Orçamento do Estado eleitoralista? Medidas “têm reflexos eleitorais”, diz Marcelo

Horas depois de ser entregue a proposta do Orçamento do Estado para 2019, Marcelo diz que é "possível" que esta contenha medidas eleitoralistas.

Horas depois de o Governo ter apresentado a proposta para o Orçamento do Estado (OE) para o próximo ano, Marcelo Rebelo de Sousa diz ser “possível” que as medidas incluídas neste documento sejam eleitoralistas, defendendo que, pelo menos, “têm reflexos eleitorais”.

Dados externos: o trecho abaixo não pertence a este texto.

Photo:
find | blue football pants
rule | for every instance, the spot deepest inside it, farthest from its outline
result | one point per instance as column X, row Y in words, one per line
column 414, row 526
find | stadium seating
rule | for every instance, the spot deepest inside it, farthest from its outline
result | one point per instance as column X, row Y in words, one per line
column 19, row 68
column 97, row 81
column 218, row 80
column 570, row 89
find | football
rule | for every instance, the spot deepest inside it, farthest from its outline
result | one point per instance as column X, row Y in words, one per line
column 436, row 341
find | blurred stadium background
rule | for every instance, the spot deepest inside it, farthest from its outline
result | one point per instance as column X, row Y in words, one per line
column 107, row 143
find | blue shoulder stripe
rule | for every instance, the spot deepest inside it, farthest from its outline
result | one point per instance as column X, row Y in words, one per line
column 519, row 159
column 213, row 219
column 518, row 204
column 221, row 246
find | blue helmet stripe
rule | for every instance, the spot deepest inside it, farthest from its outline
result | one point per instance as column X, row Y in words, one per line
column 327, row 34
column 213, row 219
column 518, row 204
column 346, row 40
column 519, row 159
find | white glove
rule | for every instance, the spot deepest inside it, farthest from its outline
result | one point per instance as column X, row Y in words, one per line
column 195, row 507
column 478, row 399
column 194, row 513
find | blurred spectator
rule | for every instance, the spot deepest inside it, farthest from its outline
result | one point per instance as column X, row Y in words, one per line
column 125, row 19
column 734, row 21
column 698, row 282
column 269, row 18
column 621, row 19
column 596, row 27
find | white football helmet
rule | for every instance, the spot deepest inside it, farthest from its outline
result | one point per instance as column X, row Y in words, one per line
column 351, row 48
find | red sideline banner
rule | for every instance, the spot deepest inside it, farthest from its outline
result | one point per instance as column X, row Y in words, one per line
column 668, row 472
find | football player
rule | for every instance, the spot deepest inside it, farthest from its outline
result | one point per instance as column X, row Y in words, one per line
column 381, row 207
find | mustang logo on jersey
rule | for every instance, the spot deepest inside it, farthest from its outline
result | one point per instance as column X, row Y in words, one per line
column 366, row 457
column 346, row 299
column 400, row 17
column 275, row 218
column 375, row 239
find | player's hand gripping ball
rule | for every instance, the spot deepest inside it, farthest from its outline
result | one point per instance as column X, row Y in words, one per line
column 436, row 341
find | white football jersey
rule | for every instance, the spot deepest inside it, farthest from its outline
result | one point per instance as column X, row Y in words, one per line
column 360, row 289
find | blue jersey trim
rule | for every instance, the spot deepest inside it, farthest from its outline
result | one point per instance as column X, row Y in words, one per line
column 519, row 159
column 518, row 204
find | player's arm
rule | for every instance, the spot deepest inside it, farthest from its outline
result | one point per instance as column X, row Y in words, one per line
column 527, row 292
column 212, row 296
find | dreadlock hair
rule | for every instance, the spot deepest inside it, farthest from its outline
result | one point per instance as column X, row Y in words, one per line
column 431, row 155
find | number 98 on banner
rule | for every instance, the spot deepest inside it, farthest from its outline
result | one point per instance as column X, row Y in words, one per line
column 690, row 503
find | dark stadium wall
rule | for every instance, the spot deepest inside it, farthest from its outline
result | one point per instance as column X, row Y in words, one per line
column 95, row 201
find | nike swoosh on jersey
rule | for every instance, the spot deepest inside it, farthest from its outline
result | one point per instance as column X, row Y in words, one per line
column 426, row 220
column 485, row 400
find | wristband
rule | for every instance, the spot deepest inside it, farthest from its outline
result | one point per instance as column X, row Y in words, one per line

Para o Presidente da República, é impossível que o próximo ano não seja contaminado pelo clima de eleições. “Isso é impossível deixar de acontecer. Até pelo contrário, porque o clima eleitoral começou um pouco mais cedo. É inevitável porque houve uma antecipação das eleições europeias para o final de maio e há uma sequência entre eleições europeias e legislativas”, disse Marcelo aos jornalistas, esta terça-feira.

É inevitável que todos os partidos estejam a pensar em eleições e que, por isso, não tenham nem congressos nem eleições internas durante este período e concentrem as suas campanhas a pensar nos atos eleitorais do ano que vem”, acrescentou.

Questionado se o OE é imune a esse cenário, Marcelo respondeu que, de todas as propostas que analisou, “além de uma procura de justiça social, acrescida com a folga que o crescimento económico e que a gestão orçamental permitem, é evidente que cada qual tenta apresentar propostas diferentes, quer quem apoia o Governo, quer quem está na oposição”. Mas, embora não afirme que sejam “propostas a pensar só em eleições”, defende que, “naturalmente, têm reflexos eleitorais”.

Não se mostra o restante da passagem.